Saturday, 11 April 2020

Contagion through empathy


Can you be happy if everybody's miserable?  
Is this a contagion or an influence?
Recent comments revealed that the Nazi state ruled compassion to be a weakness. There are many modern day equivalents. We've been watching a 3-parter called Putin a Russian Spy Story, and there appeared to be very little compassion in their takeover of Chechnya. Similarly newsreel films from Africa displayed scenes of unnecessary harshness, beatings being inflicted on people who disobeyed the stay at home measures.

When the sun shines after several bleak days, everybody seems to smile.
How does it affect us? Is it possible to feel somebody's happiness or unhappiness?

People may cringe on seeing other people's sicknesses, or avert their gaze when watching bloody television scenes.

In order not to feel it, you have to shield yourself against it. Egotism is this attempt to shield ourself from sympathy, from empathy. The ego is a very useful device for providing protection. Built up through childhood and beyond, it provides a dynamic reference point to turn to, away from the presented stimuli hitting the senses.  

Compassion is feeling with someone, suffering with them. And if you're not egotistically guarded with the buffers up as Gurdjieff would say, you will have compassion, you will spontaneously suffer with them and join them. Their joy is yours:  not metaphorically ... actually. And their misery is your misery. And to the perceiver this is very real, it isn't metaphorical.

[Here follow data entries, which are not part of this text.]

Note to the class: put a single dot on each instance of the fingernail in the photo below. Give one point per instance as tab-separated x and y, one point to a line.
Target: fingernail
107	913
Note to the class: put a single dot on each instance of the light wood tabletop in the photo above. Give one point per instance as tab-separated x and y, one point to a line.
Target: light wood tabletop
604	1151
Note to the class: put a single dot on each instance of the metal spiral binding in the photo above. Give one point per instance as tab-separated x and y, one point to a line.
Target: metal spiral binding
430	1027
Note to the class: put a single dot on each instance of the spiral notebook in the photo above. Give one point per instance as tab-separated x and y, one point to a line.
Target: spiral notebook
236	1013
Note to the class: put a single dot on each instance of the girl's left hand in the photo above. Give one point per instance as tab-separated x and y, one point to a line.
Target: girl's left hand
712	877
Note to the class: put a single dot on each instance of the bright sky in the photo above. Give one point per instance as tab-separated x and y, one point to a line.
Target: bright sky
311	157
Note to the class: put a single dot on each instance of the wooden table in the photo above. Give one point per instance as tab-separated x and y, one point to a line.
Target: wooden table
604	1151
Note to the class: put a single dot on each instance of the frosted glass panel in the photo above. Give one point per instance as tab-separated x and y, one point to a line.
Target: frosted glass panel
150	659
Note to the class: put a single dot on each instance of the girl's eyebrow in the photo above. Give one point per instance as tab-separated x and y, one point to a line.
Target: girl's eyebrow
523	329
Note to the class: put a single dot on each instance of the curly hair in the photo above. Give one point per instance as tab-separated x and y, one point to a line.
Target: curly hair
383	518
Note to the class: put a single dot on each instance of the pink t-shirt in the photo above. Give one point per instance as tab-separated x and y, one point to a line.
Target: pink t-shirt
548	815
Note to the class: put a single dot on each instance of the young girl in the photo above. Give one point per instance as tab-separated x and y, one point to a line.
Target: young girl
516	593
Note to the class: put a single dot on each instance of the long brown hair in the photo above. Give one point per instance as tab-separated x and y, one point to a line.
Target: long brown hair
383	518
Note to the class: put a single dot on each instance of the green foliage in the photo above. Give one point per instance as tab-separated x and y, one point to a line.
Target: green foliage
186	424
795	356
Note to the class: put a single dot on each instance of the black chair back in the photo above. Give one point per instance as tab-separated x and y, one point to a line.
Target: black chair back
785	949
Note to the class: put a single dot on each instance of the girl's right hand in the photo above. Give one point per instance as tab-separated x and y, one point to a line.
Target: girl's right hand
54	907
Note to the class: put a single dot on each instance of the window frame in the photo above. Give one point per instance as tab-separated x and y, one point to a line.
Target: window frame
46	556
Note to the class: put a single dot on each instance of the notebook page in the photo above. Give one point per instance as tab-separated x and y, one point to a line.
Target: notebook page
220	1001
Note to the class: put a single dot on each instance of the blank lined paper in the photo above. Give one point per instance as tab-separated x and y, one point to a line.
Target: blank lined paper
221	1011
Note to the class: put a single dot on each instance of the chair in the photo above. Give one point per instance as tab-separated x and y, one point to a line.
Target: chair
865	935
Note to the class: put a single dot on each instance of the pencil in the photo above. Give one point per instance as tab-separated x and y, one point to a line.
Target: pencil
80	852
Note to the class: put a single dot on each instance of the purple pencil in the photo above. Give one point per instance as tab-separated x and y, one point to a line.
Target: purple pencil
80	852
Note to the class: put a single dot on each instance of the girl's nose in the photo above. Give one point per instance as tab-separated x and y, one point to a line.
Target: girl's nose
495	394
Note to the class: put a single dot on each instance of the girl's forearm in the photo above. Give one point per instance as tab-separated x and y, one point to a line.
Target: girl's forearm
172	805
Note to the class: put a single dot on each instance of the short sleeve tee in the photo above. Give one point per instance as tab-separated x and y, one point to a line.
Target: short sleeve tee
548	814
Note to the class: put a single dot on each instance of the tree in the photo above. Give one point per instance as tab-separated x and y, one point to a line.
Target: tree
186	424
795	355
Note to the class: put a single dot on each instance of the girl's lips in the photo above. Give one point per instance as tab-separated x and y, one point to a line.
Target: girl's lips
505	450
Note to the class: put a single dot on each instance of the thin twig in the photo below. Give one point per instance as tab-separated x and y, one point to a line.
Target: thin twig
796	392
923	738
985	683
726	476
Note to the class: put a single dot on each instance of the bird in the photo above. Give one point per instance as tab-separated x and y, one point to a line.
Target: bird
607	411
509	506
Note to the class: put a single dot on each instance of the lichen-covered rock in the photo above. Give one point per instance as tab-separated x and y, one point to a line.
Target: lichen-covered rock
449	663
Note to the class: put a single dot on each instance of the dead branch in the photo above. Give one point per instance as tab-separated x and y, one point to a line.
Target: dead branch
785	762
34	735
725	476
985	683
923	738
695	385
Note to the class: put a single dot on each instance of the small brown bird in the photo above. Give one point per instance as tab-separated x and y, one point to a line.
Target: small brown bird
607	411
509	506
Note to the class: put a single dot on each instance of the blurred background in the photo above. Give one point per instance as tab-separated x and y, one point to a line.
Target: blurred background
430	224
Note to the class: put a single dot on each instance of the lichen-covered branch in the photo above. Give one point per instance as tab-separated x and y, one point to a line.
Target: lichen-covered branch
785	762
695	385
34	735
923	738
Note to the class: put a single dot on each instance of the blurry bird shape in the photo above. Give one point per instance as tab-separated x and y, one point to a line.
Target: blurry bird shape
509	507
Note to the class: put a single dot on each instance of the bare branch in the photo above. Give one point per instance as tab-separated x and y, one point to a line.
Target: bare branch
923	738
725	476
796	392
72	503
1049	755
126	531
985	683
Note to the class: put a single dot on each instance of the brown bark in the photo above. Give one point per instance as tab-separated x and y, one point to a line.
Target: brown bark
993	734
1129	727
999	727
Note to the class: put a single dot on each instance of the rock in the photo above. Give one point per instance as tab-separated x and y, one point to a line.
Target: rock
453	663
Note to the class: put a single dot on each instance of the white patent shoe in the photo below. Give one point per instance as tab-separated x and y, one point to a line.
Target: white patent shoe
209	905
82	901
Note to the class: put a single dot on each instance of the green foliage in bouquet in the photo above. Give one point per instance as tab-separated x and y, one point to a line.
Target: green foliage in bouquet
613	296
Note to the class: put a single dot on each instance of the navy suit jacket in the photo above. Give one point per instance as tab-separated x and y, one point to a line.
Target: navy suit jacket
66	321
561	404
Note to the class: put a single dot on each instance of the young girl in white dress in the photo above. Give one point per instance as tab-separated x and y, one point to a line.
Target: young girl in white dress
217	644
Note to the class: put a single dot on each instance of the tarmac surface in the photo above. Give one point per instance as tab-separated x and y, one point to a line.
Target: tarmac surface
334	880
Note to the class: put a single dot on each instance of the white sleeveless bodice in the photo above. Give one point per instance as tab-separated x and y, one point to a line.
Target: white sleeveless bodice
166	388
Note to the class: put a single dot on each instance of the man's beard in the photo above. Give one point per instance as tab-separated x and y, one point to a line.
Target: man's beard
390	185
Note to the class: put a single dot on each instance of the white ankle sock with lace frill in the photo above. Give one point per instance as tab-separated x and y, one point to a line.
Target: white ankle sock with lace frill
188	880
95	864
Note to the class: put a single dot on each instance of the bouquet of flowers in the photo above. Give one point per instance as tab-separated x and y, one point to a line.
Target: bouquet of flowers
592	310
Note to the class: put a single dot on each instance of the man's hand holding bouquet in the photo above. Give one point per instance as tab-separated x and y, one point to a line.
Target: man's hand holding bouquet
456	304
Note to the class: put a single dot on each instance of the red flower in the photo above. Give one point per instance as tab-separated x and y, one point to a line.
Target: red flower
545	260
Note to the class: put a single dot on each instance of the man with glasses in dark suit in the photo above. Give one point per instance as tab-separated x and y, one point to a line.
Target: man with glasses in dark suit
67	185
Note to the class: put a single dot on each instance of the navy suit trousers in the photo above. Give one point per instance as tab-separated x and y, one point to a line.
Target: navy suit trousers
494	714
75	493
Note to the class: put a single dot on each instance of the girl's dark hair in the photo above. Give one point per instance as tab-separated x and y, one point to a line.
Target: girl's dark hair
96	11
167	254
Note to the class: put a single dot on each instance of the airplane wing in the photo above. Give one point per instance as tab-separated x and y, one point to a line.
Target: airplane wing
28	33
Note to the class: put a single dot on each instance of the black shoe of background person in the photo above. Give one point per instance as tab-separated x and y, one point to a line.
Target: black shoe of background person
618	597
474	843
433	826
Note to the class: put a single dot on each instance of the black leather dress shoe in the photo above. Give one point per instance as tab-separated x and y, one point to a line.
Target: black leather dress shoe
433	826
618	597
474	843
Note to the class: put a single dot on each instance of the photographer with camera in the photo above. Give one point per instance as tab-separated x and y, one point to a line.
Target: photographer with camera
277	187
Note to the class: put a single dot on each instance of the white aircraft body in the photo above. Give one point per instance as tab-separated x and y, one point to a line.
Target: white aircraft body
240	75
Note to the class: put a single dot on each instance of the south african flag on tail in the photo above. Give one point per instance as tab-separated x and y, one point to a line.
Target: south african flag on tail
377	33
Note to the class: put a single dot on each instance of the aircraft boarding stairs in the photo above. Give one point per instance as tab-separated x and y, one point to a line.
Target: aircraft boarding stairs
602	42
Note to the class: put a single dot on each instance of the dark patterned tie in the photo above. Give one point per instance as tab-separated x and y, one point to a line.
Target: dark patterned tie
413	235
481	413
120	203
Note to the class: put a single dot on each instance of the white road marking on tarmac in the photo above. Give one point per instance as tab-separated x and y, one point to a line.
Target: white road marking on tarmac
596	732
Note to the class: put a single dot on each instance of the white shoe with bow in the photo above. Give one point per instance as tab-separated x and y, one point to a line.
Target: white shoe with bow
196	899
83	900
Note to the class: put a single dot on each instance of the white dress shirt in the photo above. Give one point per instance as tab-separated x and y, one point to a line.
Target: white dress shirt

Not so easy to appreciate for a person steeped in materialism, but for anyone who appreciates that we have our being in a universal energy field, it becomes relatively easy to accept. In the same manner, the placebo effect is more easily accepted by such a person.

So how much of this coronavirus proliferation is due to media reporting? How empathic are you? Do the newsreels of suffering instil fear in you? Is your ego structure, and what you believe, strong enough to protect you?